The campaign mode is probably the weakest part of the game, revolving around a father's two military sons who go hunting for a mysterious man that's causing worldwide chaos. In the midst of the ordeal, they run into the Ghosts, masked soldiers who act silently, as if, well, they were ghosts. (Hence the name.) Along the way, they'll have situations that take them all over the world – underwater, on a speeding train, and even down the side of the building. At one point, the game even takes place in outer space. Oh, hi, Gravity.
While the story isn't the most logical, it does hum along as needed, and the scenarios are exciting to play out. Even the dog – a controversial addition to the series since his introduction earlier this year – has his moments.
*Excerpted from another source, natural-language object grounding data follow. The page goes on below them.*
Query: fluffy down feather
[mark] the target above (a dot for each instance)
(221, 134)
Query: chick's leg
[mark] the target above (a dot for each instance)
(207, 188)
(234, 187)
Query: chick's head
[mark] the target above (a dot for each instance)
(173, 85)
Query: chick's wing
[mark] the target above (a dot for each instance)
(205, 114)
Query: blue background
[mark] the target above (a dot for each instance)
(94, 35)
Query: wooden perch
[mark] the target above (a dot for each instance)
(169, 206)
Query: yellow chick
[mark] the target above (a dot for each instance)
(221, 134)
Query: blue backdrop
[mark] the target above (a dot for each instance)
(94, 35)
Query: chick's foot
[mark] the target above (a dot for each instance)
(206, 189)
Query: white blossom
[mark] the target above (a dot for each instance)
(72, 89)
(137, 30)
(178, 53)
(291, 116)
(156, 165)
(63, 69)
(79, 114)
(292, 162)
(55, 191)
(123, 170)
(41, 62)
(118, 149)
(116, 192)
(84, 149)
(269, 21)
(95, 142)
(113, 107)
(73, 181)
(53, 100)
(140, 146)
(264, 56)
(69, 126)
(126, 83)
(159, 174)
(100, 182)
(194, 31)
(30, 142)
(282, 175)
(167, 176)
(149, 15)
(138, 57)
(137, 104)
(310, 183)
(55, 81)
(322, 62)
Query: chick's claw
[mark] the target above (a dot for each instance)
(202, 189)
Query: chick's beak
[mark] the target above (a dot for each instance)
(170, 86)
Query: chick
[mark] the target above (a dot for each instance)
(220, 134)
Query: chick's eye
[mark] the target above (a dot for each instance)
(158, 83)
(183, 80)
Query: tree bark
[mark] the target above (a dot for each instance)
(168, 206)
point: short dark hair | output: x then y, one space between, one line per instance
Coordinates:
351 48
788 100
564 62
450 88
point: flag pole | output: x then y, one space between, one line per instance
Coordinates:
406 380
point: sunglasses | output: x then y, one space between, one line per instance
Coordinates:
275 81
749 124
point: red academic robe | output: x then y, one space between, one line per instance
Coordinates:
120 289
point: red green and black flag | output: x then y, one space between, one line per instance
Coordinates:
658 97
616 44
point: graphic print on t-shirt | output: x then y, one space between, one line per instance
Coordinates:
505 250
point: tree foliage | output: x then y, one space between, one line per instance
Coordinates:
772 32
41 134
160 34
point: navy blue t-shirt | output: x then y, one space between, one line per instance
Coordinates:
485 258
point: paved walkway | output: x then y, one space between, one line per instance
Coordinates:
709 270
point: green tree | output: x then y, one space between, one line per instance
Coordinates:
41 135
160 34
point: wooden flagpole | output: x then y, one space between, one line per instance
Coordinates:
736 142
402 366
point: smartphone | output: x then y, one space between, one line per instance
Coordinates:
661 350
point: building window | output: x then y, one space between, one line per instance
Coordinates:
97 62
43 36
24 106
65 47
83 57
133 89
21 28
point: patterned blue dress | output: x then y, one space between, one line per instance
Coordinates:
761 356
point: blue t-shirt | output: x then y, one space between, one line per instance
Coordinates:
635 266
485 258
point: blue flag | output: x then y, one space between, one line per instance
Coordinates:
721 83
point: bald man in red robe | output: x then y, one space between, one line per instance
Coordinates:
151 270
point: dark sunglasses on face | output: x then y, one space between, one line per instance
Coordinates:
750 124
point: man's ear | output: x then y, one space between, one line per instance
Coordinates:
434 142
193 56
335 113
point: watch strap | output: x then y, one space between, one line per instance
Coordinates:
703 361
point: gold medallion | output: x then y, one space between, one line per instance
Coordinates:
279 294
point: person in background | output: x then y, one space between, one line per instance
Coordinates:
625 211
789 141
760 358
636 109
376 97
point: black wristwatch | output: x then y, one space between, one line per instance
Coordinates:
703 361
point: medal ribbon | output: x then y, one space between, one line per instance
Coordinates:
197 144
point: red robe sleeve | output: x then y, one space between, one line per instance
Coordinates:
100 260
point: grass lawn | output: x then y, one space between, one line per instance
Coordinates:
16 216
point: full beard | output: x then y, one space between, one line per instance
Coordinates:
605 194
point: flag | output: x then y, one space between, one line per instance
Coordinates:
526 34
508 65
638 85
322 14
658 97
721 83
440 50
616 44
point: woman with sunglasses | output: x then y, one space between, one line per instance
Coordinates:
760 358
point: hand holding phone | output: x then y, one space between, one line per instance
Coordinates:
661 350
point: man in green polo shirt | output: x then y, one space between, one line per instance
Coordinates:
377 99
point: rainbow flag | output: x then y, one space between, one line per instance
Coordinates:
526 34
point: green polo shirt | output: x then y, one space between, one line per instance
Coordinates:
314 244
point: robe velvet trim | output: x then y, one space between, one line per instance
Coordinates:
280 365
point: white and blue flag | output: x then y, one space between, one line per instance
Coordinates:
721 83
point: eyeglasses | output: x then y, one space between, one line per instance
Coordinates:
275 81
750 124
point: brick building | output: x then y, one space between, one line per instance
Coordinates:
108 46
After all, how often do you see a military mutt take down six guys in a row by ripping out their necks?
At least the presentation remains smooth throughout. While the next-gen games will no doubt perform better, the current-gen releases are fairly good, with a speedy frame rate (even during the most hectic of scenarios), great lighting and strong animations. It also doesn't lose a beat in visual excitement, though at times it can be overwhelming, like when you're hit from behind by a guy you didn't even see. Thanks, dude.
The audio also gets a little boost thanks to the voice acting of Stephen Lang, who appeared as the gruff commando in Avatar. He delivers a similar tone to his character here, leading the way for the other voice actors. They're okay, but his presence is certainly a welcome one. The music is good, too, though very, um, Call of Duty-ish, if that's a term.
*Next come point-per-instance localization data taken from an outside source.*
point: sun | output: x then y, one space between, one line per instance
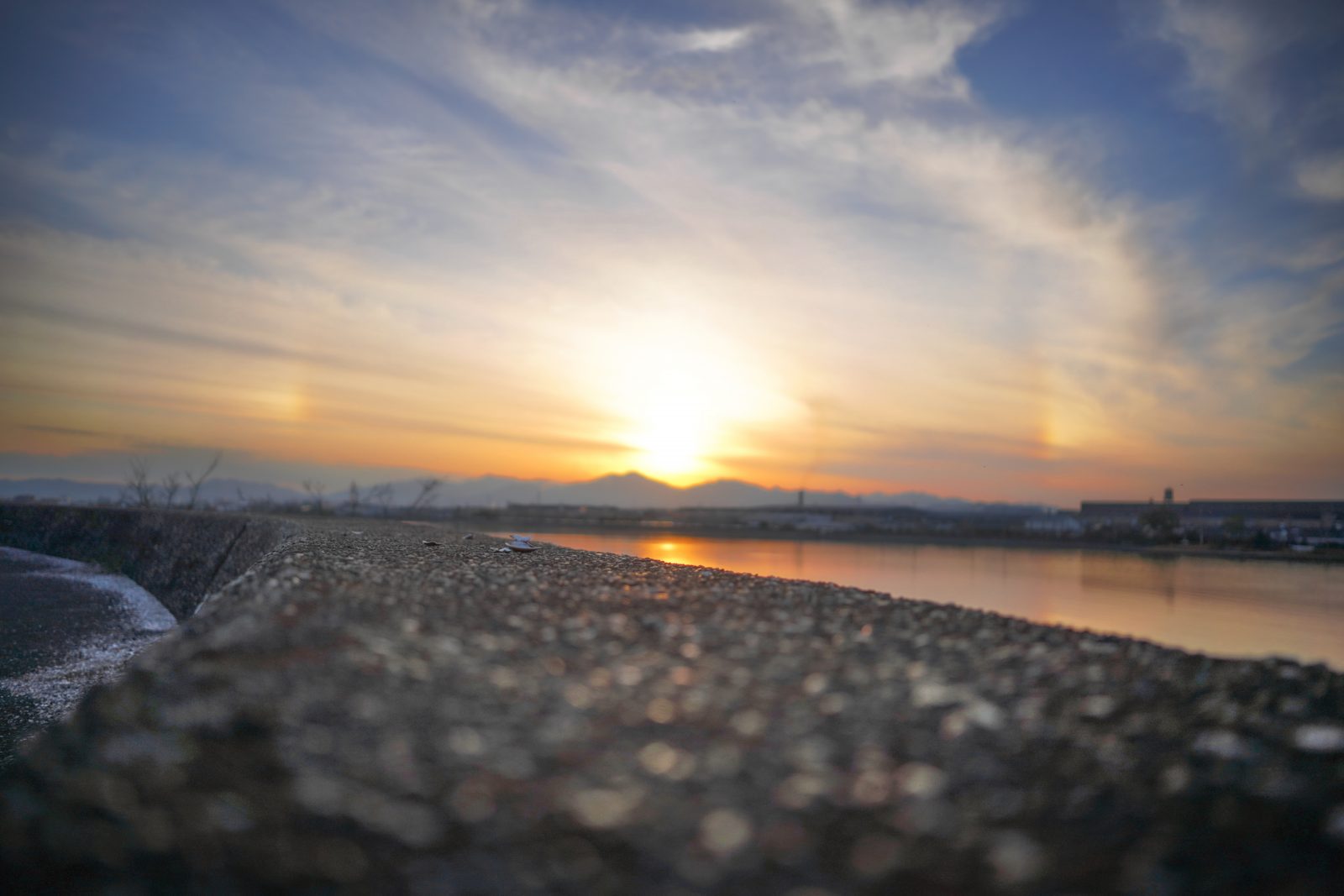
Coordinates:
672 434
685 396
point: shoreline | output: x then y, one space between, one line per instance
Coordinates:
911 540
378 707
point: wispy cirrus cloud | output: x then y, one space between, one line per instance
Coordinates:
461 233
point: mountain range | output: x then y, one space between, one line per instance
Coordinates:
622 490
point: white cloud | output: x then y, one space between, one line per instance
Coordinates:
1321 177
711 40
827 242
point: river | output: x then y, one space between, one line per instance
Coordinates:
1216 606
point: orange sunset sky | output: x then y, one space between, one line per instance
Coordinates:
840 244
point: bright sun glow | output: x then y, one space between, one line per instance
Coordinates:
685 394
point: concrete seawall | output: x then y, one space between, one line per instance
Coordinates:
360 711
175 555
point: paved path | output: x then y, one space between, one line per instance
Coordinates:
65 626
363 712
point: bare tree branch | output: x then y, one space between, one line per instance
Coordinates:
316 490
171 485
194 483
382 496
427 495
139 488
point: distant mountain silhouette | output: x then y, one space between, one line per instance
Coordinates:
618 490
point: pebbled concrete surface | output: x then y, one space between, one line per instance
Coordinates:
366 714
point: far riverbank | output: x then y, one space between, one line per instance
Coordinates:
1156 551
As for the controls, they're quite good. The slides are a great new tactic that you'll use over the course of the game, and the mounted weapons are awesome as always. Controlling the dog can be a little weird – especially by…tablet?! – but overall it plays just as good as previous games. I just wish it took a few more chances, and not just in level design. For instance, how about custom melee kills?
After you're done with campaign (and view the ending that's eerily familiar to Modern Warfare 2), you can hop right into multiplayer, which is as smooth as it's ever been. The flow of matches is a slight bit smoother thanks to your new abilities, as well as "trigger events" that can change a map's design in an instant. It keeps you on your toes, though some will complain about spotty collision detection here and there. Like how one shot in the leg brings down a soldier to his death. Yeah, that. (Oh, and it's great to see female characters in here finally.)
Multiplayer also offers a lot of variety, with various modes and 12-player support. The best ones to talk about, though, are Cranked and Extinction. Cranked is an exciting mode where you have 30 seconds to get kills or else you get bumped off yourself. It's great to see all these folks run kamikaze, just for the sake of staying alive. As for Extinction, it's a great replacement for the Zombies mode, where you take on aliens and try to shut down generators. It's certainly more exciting, that's for sure.
So just enough has changed with Ghosts to give it a recommendation, yet familiarity remains. With Destiny set to arrive next year, maybe this will be an opportunity for Activision to plan things out a little bit and give Call of Duty that shot of creative adrenaline it needs. For now, there's enough goodcontent to keep fans of the series busy, and maybe even bring a few new ones on board as well.